2. Appellant contends that she was induced to sign the two notes in question by fraudulent misrepresentations made to her by bank officials to the effect that the Bank would participate in a Small Business Administration loan to her brother. This contention "is controlled adversely to [appellant] by Bonner v. Wachovia Mtg. Co., 142 Ga. App. 748, 749-750 ( 236 S.E.2d 877) (1977), wherein this court held: `There is no merit in Bonner's contention that he was unlawfully misled by Wachovia's promises to make the development loan, even if Wachovia had no intention of making such advances. The general rule is that fraud cannot be predicated upon statements which are promissory in their nature as to future acts. Adamson v. Maddox, 111 Ga. App. 533, 535 (3) ( 142 S.E.2d 313) (1965) . . . Under these circumstances, we conclude that a promise, even a false promise, to perform an act in the future is not a false pretense or false representation, and does not constitute the basis for an action for fraud. Turpin v. North Am. Acceptance Corp., 119 Ga.
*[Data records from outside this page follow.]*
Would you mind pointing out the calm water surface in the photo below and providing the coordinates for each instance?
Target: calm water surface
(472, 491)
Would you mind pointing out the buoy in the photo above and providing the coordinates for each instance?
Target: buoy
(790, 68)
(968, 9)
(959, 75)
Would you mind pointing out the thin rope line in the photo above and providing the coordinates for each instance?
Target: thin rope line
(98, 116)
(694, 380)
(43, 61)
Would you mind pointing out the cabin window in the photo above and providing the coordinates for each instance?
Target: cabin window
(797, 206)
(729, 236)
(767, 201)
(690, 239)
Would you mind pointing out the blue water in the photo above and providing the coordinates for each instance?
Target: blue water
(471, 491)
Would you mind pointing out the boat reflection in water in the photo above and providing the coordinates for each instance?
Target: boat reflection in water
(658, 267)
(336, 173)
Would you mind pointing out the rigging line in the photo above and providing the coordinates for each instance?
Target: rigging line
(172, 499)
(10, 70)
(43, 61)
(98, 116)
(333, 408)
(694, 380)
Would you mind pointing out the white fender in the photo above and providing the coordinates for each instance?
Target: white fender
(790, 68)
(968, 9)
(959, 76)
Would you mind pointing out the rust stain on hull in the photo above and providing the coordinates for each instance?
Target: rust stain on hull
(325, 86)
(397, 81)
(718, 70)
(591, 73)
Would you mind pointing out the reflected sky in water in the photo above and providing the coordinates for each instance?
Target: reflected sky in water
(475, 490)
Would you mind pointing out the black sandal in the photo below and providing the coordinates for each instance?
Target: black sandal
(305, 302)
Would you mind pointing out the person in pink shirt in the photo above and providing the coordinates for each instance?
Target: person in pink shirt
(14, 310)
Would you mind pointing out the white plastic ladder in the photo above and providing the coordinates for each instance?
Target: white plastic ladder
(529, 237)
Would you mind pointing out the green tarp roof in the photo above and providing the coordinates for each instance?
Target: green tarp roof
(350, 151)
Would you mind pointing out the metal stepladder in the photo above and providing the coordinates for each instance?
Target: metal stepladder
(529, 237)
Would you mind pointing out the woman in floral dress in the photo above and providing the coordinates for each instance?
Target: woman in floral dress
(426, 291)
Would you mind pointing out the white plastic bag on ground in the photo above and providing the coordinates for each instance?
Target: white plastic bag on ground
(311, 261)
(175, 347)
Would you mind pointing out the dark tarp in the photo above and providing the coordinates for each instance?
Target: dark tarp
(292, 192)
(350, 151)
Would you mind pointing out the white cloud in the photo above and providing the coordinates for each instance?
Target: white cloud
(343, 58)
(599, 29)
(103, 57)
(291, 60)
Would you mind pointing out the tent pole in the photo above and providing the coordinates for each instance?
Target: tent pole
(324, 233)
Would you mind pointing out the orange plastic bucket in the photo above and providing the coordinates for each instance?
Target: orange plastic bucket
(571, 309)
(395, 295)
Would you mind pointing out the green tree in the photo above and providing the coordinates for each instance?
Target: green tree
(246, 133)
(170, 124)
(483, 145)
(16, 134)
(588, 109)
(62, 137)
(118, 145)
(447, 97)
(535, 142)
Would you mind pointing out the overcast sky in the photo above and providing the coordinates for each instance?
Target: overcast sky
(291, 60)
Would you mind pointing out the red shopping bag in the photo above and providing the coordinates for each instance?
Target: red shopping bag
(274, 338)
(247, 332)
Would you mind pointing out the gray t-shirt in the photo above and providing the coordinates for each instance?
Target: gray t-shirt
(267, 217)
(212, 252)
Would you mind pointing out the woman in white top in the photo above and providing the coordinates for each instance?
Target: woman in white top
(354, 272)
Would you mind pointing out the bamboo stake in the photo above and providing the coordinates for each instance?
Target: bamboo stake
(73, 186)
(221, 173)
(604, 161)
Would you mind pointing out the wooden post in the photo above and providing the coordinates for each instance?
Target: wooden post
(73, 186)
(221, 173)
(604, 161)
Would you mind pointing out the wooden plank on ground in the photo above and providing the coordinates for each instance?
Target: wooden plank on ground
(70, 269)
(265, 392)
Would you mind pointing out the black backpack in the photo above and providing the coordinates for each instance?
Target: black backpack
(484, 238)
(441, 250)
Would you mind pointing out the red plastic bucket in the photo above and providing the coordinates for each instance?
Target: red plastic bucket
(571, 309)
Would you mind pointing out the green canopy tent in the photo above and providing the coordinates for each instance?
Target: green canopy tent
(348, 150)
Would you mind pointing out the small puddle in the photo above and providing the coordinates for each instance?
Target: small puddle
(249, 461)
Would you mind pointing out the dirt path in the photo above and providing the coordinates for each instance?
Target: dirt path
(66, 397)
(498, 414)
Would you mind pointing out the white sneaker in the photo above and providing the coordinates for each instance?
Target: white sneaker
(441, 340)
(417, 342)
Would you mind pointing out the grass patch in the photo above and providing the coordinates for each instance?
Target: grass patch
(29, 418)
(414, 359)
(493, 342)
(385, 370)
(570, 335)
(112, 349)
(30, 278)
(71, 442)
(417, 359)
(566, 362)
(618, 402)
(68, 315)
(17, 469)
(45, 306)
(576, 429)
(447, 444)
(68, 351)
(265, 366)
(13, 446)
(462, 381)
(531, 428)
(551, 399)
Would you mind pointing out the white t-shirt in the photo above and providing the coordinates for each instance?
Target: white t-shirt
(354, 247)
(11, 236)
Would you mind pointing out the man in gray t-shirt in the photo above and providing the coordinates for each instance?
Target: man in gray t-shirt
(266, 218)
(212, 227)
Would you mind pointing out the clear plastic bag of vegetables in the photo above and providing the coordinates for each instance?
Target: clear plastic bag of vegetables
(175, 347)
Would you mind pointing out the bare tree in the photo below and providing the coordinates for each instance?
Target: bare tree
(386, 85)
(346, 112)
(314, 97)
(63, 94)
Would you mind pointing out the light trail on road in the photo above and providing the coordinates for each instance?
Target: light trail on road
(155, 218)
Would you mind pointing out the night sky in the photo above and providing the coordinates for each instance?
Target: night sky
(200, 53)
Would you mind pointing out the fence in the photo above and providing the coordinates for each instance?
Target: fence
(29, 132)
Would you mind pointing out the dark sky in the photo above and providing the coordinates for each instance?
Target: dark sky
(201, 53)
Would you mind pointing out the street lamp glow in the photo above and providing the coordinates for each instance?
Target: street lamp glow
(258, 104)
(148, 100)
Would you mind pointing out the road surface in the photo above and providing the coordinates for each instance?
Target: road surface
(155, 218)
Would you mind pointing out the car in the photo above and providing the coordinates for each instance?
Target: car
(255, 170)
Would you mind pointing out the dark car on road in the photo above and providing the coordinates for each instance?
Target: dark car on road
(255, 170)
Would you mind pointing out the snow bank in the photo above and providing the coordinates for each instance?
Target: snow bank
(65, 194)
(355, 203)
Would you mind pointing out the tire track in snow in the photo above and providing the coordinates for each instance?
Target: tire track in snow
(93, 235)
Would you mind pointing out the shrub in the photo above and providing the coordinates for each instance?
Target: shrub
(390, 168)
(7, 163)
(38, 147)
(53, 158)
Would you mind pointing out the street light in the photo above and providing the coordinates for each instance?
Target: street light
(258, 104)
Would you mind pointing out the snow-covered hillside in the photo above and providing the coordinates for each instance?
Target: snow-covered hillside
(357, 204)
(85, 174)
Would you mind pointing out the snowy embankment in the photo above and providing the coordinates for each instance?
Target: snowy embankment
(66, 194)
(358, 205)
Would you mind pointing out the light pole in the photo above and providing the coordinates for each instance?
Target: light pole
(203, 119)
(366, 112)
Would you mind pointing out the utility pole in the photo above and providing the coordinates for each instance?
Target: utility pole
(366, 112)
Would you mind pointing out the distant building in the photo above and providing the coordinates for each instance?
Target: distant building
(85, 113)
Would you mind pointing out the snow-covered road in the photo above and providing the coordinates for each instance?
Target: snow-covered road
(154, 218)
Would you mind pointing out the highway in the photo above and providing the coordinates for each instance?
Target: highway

App. 212, 216 ( 166 S.E.2d 588) (1969).' See also Rizk v. Jones, 148 Ga. App. 473 ( 251 S.E.2d 360) (1978)." Hornsby v. First Nat. Bank of Atlanta, 154 Ga. App. 155, 157 ( 267 S.E.2d 780) (1980).
Appellant also contends the Bank misrepresented to her that it held sufficient collateral (inventory, fixtures, equipment, etc.) to assure payment of the notes. She further contends that the Bank negligently failed to properly file financing statements in order to protect its interest in this collateral. The language of the agreements in the case at bar is identical to that set forth in Greene v. Bank of Upson, 231 Ga. 287 ( 201 S.E.2d 463) (1973). In Greene the Supreme Court held that by signing the guaranty agreement the appellant had consented in advance to any impairment to the collateral and would not be heard to complain of any impairment thereafter. Accordingly, appellant in the case at bar was not discharged from her obligation by any negligence on the part of the Bank in handling the collateral. Griswold v. Whetsell, 157 Ga. App. 800 ( 278 S.E.2d 753) (1981). It follows that any misrepresentation made by the Bank regarding the sufficiency of the collateral to cover the amount of the notes does not offer such a defense in this case as would bar recovery by the Bank.
3. Finally, appellant contends that while it is true that this case was initially based on default in the payment of three promissory notes (one of which appellant had admitted she owes), it has now been shown by subsequent events to be one for a deficiency after the sale of a portion of the collateral held by the Bank. She asserts that genuine issues of fact remain as to whether the Bank was entitled to a "deficiency judgment," whether the sale of that portion of the collateral sold was commercially reasonable, and what disposition, if any, has been made of the remaining collateral. However, since there is nothing in the record which indicates that these issues were addressed by the court below, they may not be raised for the first time on appeal. Nicely v. Beneficial Fin. Co., 151 Ga. App. 110 ( 258 S.E.2d 765) (1979); Phillips v. South Cobb Bank, 117 Ga. App. 137 (2) ( 159 S.E.2d 495) (1968).
Judgment affirmed. Quillian, C. J., and McMurray, P. J., concur.